Don't you miss the time when the masters did not know what we all were doing, who we were friends with, who we interacted with, what ideologies we subscribed to... and so on.
(Score: 2) by LoRdTAW on Monday April 20 2015, @06:47AM
All securities researchers, (white-hat or black-hat practitioners) are priority targets, for hiring. FTFY.
(Score: 1) by Fauxlosopher on Sunday April 19 2015, @08:29AM
Did Chris Roberts have current backups for the data on his stolen gear? Will this have a negative impact on the development timeline of his very important work in progress [robertsspaceindustries.com]?
(Score: 0) by Anonymous Coward on Sunday April 19 2015, @04:05PM
Schwartz, the original author of O'Reilly's popular "Learning Perl" book, was arrested for using Crack to harvest passwords on Intel's intranet while he was teaching Perl classes there.
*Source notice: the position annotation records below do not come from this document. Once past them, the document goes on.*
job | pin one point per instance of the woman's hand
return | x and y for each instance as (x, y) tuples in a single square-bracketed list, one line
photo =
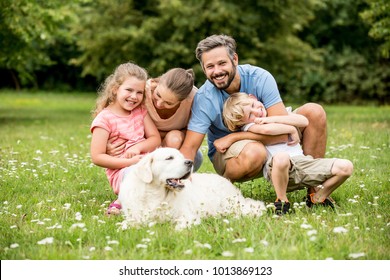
[(222, 144), (117, 148)]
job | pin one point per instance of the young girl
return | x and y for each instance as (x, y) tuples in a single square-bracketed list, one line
[(168, 100), (120, 111), (287, 168)]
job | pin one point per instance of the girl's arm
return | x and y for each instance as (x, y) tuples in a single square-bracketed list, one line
[(290, 119), (99, 154), (153, 139)]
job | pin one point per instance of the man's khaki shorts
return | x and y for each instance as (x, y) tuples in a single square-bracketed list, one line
[(219, 159), (306, 171)]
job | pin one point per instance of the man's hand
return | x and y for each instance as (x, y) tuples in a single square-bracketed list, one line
[(293, 138)]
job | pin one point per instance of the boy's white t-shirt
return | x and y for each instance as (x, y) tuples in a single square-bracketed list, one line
[(272, 150)]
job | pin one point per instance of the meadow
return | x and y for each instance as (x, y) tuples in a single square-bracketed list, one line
[(53, 199)]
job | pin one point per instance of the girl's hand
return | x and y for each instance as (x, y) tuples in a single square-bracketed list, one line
[(222, 144), (260, 121), (131, 152), (117, 148), (136, 158)]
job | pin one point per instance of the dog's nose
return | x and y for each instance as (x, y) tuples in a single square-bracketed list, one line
[(189, 163)]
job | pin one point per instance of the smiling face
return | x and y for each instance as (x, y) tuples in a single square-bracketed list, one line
[(255, 109), (129, 95), (219, 68)]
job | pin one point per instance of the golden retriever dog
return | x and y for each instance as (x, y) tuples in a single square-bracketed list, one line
[(161, 187)]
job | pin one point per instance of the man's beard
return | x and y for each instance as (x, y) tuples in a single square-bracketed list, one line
[(229, 81)]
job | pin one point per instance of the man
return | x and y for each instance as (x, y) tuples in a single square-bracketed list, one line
[(240, 156)]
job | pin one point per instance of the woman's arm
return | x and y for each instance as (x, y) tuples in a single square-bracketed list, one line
[(99, 155)]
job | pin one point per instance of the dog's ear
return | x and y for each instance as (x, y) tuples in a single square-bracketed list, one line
[(144, 169)]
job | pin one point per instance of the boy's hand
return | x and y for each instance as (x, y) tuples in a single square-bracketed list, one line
[(293, 138)]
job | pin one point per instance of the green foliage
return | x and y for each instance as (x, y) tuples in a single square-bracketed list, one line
[(350, 69), (53, 200), (166, 35), (318, 50), (378, 16), (29, 31)]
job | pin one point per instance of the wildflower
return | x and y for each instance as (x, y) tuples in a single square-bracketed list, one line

Schwartz claimed he was doing ad hoc research on the quality of user passwords within corporations. Intel, which is pretty paranoid about security, pressed charges, and Schwartz was convicted of a felony. Much later, the charges were dropped:
http://news.cnet.com/2100-7350_3-6164113.html [cnet.com]
(Score: 0) by Anonymous Coward on Sunday April 19 2015, @04:45PM
I guess you're ok with me pentesting your grandparents pacemakers while they're helping their heart beat. Or your parents' insulin pumps. After all they are vulnerable and why should I even let you know I am going to do it? Better yet I should tweet it.
This is nothing like Schwartz's case. Schwartz technically was given some access. He probably did overstep ethical bounds but aside from that, no. Roberts was grossly unethical and irresponsible whether he even accessed the systems or not. And I would say it was probably illegal if he didn't (but somewhat on the fence) and definitely 100% illegal if he had any access at all.
You want no police state but you people never seem to get that it takes a responsible citizenry to show that it deserves better. Why doesm't everyone just tweet that stuff? He had means and motive and perhaps access. The FBI would have been derelict not to at least investigate this. And if he did access systems he shouldn't have then he should be charged as such. The potential for great harm existed if he did access those systems. What gives him the right? Extreme hubris? Being a "whitehat"? Shouting wasn't enough, so let's post a maybe joke tweet that if accurate could have actually gotten people killed (turbulence never made you accidentally mistype?)
It was at a minimum worthy of investigation, and possibly worthy of more if there was even a whiff of access.
I am grossly displeased with the EFF for misrepresenting his case - and for representing it in the first place at this stage. I want my donations to go towards helping people who are actual victims of overreach not protecting asshats with no sense of ethics who want fame and a pulpit.
(Score: 0) by Anonymous Coward on Monday April 20 2015, @06:45AM
"Enough is ENOUGH! I have had it with these motherhugging hackers on this motherhugging plane!"